Her most profound transformation compared to her previous album is "that this woman wasn't a mother, above all. I think that's the biggest change. I didn't really believe in that story where people say that life and perspective on life change when you become a mother, but in truth, yes, it was true... It was quite true.
A career full of risks
For Cazzu, women's lives are complicated, even today, but even more so in her artistic career. "It happened to me in all walks of life. I saw my aunts, my mother, the women who inspired me, experiencing a lot of systematic injustice. In music, at university, in many places, I saw all of that, so yes, it was always my decision to make my music like hiding a bomb," she explained.
It was also a strong decision to show themselves without armor, starting with the first shot of the album: their song 'La Cueva'.
"That said, it was very risky for me, for my idea of myself. I love being the bad guy and being this super cool woman. I was really scared to show people the song I had written the first time I broke up; I didn't know what was coming next.
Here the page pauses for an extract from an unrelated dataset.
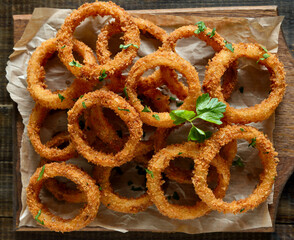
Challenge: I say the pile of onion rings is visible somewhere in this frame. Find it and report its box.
[27,2,286,232]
It's also nice to remind people that we are inspired by our experiences, but that inspiration is full of fantasy and subjectivity."
"People listen to these songs that at times can be considered literal, but in reality they are purely my subjectivity and are wrapped in all this fantasy, that's why it's called inspiration and if it weren't like journalism it would be a real story, but music is not like that. People can receive it how they want to receive it, but La Cueva has my subjectivity, how I lived it, what I thought at the time and maybe I don't think it anymore, maybe the feeling is not identical to how it was in La Cueva . That's why it's nice to capture one's emotion and make the music, because afterwards the feelings are not replicated identically."
Premonitory?
"Something I tend to do a lot is that sometimes my life is perfect, but I have songs that imagine the worst. In fact, the song that opens the album is called 'Bad Luck', "I was born with so much bad luck," the song says and I wrote it at a great moment in my life, where everyone was saying "how the hell did you come up with this song if everything is fine?" The song talks about the fear of loss, when you're in love sometimes this ghost of what will happen when you lose everything creeps in. And then you lose everything and life goes on.

Now that the tide seems to have gone out, Cazzu or Julieta is reviving being a mother. "What I like to say about my motherhood is that I don't think everyone has the privileges I had when I became a mother, and that's why the experience of motherhood necessarily changes according to the privileges of women. Women who don't have the privilege of staying home, raising their children and spending quality time with them, of playing, of being calm, because they have to go out to earn a living and are alone, or don't have anyone to help them, I don't think they experience it in the same way. That's why I don't like to generalize, and I think I've been very lucky when it came to being a mother."
And her fans are lucky. 'Latinaje' is a gem, and so is she.